I found and enabled the FFMPEG setting but couldn't find STEM.

https://github.com/mixxxdj/mixxx/blob/a0a8d258a5b74c80c7135d396c1eba3503793108/CMakeLists.txt#L3442

JoergAtGithub commented 1 month ago

For reference, the new Traktor 4 contains some minor changes compared to Traktor 3s stem controls. Loading the original non-stem track when loading a track while shift button is pressed: https://www.youtube.com/watch?v=WRcLyFmZLP0 The main addition is that you can now call a (slow) stem seperator proccess for a single file from the library menu. This creates a stem file in a cache folder.

axeldelafosse commented 1 month ago

Hey guys! Just found this. This is awesome, thank you so much for your hard work!

Let me know if you need help with beta testing and/or code reviews. Feel free to send me an email :)

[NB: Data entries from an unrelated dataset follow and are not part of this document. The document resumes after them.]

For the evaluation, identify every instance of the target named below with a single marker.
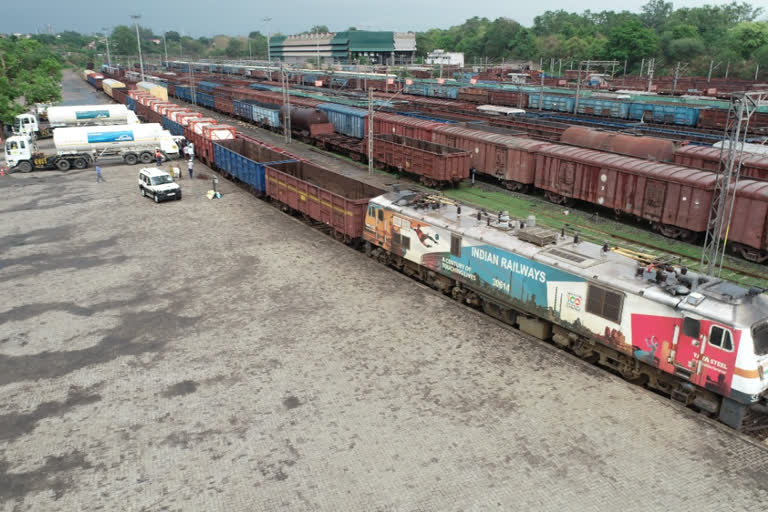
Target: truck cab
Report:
(18, 148)
(26, 124)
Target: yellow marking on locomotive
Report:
(303, 196)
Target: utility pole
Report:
(651, 69)
(624, 78)
(712, 67)
(287, 103)
(677, 74)
(135, 18)
(106, 36)
(741, 108)
(266, 21)
(578, 88)
(370, 132)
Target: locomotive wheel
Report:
(753, 255)
(674, 232)
(515, 186)
(557, 198)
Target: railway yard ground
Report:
(221, 355)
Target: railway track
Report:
(735, 270)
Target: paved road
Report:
(220, 355)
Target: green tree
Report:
(632, 41)
(123, 40)
(746, 37)
(656, 13)
(234, 47)
(507, 38)
(685, 49)
(29, 73)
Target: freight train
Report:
(708, 114)
(675, 200)
(701, 341)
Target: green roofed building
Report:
(376, 47)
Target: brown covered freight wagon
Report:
(748, 233)
(676, 200)
(437, 165)
(708, 158)
(512, 160)
(325, 196)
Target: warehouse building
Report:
(445, 58)
(376, 47)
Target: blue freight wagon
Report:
(204, 99)
(664, 113)
(551, 102)
(346, 120)
(172, 126)
(244, 169)
(184, 92)
(208, 86)
(603, 107)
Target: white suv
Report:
(158, 184)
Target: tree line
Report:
(29, 73)
(728, 34)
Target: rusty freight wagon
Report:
(335, 200)
(708, 158)
(748, 232)
(650, 148)
(394, 124)
(676, 200)
(512, 160)
(437, 165)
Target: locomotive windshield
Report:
(760, 336)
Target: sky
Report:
(239, 17)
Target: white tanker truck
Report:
(80, 115)
(81, 147)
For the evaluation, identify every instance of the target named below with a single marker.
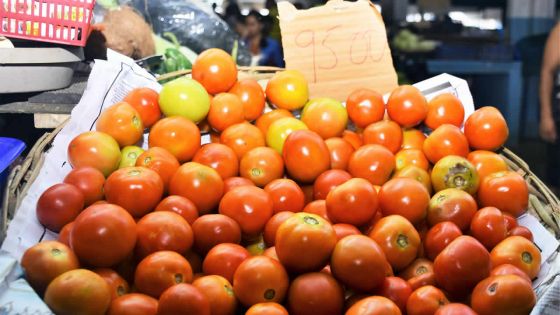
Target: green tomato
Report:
(280, 130)
(184, 97)
(129, 154)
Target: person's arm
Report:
(551, 61)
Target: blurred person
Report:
(265, 50)
(550, 105)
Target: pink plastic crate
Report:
(54, 21)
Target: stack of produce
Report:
(280, 214)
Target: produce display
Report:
(307, 206)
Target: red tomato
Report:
(249, 206)
(506, 191)
(461, 265)
(445, 108)
(407, 106)
(398, 239)
(261, 165)
(215, 70)
(306, 155)
(358, 263)
(178, 135)
(372, 162)
(59, 205)
(212, 229)
(489, 227)
(252, 97)
(180, 205)
(315, 293)
(452, 204)
(183, 299)
(224, 259)
(133, 304)
(507, 294)
(145, 102)
(386, 133)
(103, 235)
(160, 271)
(365, 107)
(200, 184)
(260, 279)
(439, 236)
(95, 149)
(425, 300)
(137, 189)
(486, 129)
(89, 181)
(219, 157)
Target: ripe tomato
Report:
(386, 133)
(353, 202)
(506, 191)
(178, 135)
(95, 149)
(219, 157)
(118, 286)
(249, 206)
(398, 239)
(163, 230)
(520, 252)
(358, 263)
(145, 102)
(89, 181)
(122, 122)
(260, 279)
(461, 265)
(486, 129)
(212, 229)
(183, 299)
(407, 106)
(78, 291)
(425, 300)
(219, 292)
(133, 304)
(45, 261)
(439, 236)
(161, 270)
(59, 205)
(241, 138)
(252, 97)
(286, 195)
(137, 189)
(215, 70)
(287, 90)
(487, 162)
(180, 205)
(365, 107)
(325, 116)
(452, 204)
(507, 294)
(200, 184)
(445, 108)
(224, 259)
(103, 235)
(372, 162)
(374, 305)
(315, 293)
(261, 165)
(405, 197)
(488, 226)
(445, 140)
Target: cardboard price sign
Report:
(338, 47)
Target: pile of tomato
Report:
(307, 207)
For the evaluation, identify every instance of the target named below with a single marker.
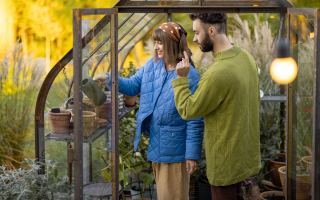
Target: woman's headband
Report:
(172, 30)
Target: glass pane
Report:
(300, 130)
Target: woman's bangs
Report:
(157, 35)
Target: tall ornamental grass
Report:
(20, 80)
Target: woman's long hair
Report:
(173, 51)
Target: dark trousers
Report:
(230, 192)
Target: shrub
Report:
(28, 184)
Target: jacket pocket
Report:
(172, 140)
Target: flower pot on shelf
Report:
(60, 122)
(274, 166)
(102, 123)
(96, 123)
(263, 195)
(129, 100)
(104, 111)
(87, 105)
(88, 120)
(303, 184)
(307, 161)
(204, 189)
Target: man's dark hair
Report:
(218, 20)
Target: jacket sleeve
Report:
(128, 86)
(195, 131)
(205, 99)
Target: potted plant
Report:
(250, 188)
(272, 195)
(59, 121)
(303, 181)
(127, 73)
(146, 188)
(130, 162)
(88, 118)
(200, 175)
(275, 164)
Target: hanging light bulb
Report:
(283, 69)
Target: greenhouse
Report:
(90, 128)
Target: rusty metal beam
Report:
(77, 99)
(46, 85)
(97, 11)
(282, 88)
(123, 46)
(105, 40)
(316, 110)
(198, 3)
(139, 39)
(115, 107)
(208, 9)
(302, 11)
(106, 53)
(291, 140)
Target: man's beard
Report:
(207, 44)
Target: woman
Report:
(175, 144)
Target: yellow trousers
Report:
(172, 180)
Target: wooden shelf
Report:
(96, 133)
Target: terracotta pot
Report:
(274, 166)
(306, 161)
(303, 184)
(103, 123)
(96, 123)
(87, 105)
(130, 101)
(276, 193)
(59, 122)
(104, 111)
(88, 120)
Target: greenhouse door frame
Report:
(77, 68)
(291, 141)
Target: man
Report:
(228, 98)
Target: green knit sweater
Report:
(228, 97)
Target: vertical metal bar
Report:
(115, 106)
(169, 17)
(291, 126)
(39, 142)
(282, 87)
(77, 98)
(316, 113)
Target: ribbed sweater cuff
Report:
(180, 81)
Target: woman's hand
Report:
(191, 165)
(101, 79)
(183, 66)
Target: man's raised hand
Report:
(183, 66)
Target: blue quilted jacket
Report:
(178, 139)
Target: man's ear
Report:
(212, 30)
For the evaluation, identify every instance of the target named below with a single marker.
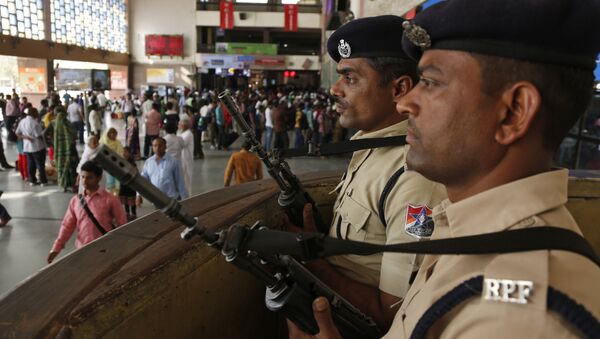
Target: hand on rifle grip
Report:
(309, 221)
(322, 314)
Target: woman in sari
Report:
(110, 139)
(65, 153)
(132, 137)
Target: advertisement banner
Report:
(245, 48)
(213, 61)
(291, 17)
(118, 79)
(226, 9)
(73, 79)
(270, 62)
(167, 45)
(160, 76)
(32, 79)
(100, 79)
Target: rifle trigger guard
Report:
(313, 150)
(311, 245)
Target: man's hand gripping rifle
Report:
(293, 197)
(290, 287)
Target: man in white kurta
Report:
(187, 153)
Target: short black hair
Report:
(566, 91)
(161, 139)
(391, 68)
(171, 127)
(90, 166)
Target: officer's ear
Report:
(520, 105)
(401, 86)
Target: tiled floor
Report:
(37, 212)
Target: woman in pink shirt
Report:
(153, 124)
(104, 206)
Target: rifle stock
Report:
(290, 287)
(292, 197)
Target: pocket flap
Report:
(354, 214)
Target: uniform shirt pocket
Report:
(354, 219)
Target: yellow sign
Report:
(160, 75)
(32, 79)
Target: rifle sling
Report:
(91, 215)
(344, 147)
(312, 246)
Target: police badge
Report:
(419, 223)
(417, 35)
(344, 49)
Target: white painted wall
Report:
(258, 19)
(365, 8)
(296, 62)
(163, 17)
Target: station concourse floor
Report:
(38, 211)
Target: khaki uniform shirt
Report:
(531, 202)
(357, 214)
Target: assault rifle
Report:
(293, 197)
(290, 287)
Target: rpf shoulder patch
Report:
(344, 49)
(419, 223)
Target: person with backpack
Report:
(92, 214)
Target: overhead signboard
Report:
(32, 79)
(118, 79)
(245, 48)
(160, 76)
(269, 62)
(208, 61)
(164, 45)
(73, 79)
(100, 79)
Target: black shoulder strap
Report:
(315, 245)
(341, 147)
(521, 240)
(386, 191)
(91, 215)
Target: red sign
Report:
(291, 17)
(171, 45)
(226, 15)
(411, 14)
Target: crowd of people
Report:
(170, 140)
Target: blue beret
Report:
(379, 36)
(562, 32)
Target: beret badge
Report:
(417, 35)
(344, 49)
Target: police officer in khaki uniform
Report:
(498, 92)
(378, 201)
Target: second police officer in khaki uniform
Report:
(498, 92)
(374, 73)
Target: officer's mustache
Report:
(413, 129)
(341, 102)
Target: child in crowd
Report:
(90, 148)
(126, 193)
(132, 137)
(110, 139)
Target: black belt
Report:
(340, 147)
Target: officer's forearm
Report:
(370, 300)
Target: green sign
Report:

Loading the original non-stem track when loading a track while shift button is pressed

Yeah it's pretty useful to sync the original file and the stem file to keep the metadata in sync (grid, cue points, etc...) -- is this something you already thought about? Not a big fan of Traktor's implementation because you cannot link your own stem files easily, only those created by Traktor. But it's great to be able to do the stem separation from the explorer (even if they don't support lossless stems yet). It would also be nice to co-locate the original file and the stem file instead of putting the stem files in another folder with a weird architecture.

JoergAtGithub commented 1 month ago

We might need also [ChannelXStemY]VuMeter to support controller mappings like this: https://www.youtube.com/watch?v=puyfYjgspI4&t=126s

Eve00000 commented 1 month ago

When I watched the video (and played with T yesterday to see the functionality of the F1) I thought about that to. Do you want some F1's as well ?:-) They are great toys in combination with Mixxx

acolombier commented 1 month ago

Added *_vu_meter COs and derivative.

Eve00000 commented 2 weeks ago

As you could use the files that gave problems importing them in Mixxx in the screenshots of the newspost... What was the problem? How did you solve it? (I am glad you could solve it)

acolombier commented 2 weeks ago

The problem is still here, but this is a debug assert, so you may disable asserts on your build. The issue is related to race condition between library display and the analyser, with the assert should protect you against a real crash.

Eve00000 commented 2 weeks ago

ah ok. I thought you found a solution.